Stress spurs the sympathetic nervous system to make more norepinephrine and epinephrine and increases the adrenal gland’s production of cortisol. An oversupply of these hormones notably lowers your immune system’s effectiveness.

To de-stress, you can try meditation, yoga, tai chi, or some simple, quiet time. Relaxation techniques are skills that need to be developed with practice and patience so that we can use them efficiently during difficult times of stress later on.

Spend Time Outside

Sunlight is the best and only natural source of vitamin D aka the sunshine vitamin. Unlike supplementary or dietary vitamin D, when you get this vitamin from the sunshine your physical body takes what it requires and de-metabolizes any extra.

Adequate Sleep

Sleep is an essential biological function in human beings and is as vital as having a natural balanced and correct diet for a high quality of life.

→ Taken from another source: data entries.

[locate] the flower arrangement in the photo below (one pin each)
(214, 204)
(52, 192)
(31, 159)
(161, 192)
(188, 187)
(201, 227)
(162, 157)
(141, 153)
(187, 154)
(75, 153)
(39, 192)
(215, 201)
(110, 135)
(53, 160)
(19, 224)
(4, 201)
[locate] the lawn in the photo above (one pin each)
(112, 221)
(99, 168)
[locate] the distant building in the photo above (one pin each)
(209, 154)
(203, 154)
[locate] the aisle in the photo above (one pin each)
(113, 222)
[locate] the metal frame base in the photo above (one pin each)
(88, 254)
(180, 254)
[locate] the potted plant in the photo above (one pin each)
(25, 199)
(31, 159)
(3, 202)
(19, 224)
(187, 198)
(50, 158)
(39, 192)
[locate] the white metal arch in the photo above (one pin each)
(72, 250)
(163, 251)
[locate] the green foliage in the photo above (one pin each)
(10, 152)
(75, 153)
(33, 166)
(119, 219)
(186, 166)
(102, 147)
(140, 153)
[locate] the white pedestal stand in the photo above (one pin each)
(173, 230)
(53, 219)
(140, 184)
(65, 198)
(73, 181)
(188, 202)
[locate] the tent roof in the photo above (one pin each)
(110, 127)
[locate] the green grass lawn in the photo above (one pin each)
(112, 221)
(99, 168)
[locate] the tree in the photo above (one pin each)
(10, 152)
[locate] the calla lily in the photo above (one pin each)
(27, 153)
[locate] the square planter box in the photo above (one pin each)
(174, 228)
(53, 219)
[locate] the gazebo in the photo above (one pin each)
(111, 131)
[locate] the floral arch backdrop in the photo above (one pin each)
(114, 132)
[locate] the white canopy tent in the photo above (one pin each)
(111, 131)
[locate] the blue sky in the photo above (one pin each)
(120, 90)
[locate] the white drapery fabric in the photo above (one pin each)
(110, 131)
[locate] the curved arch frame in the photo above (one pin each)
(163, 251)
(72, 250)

Sleep deficiency is a common public health problem in the US, affecting people in all age groups who report not getting enough sleep, which is at least 7 hours per night.

Physical Exercise

Swimming, walking, cycling, or just leading a more active life will improve the health of your lungs. It is a well-known fact that the better your cardiorespiratory fitness, the easier it is for your lungs to keep your muscles and heart supplied with oxygen.

Deep Breathing Exercises

Taking diaphragmatic breaths is required to get the much-needed oxygen-rich air deep into the base of the lungs, where there are 300 percent more blood vessels available for respiratory exchange compared to the upper lung region.


Consuming a diet high in vegetables, legumes, and fruits result in the optimal intake of essential nutrients known to reduce the risk of lung problems because plant-based foods are commonly rich in antioxidants that protect against free radical damage.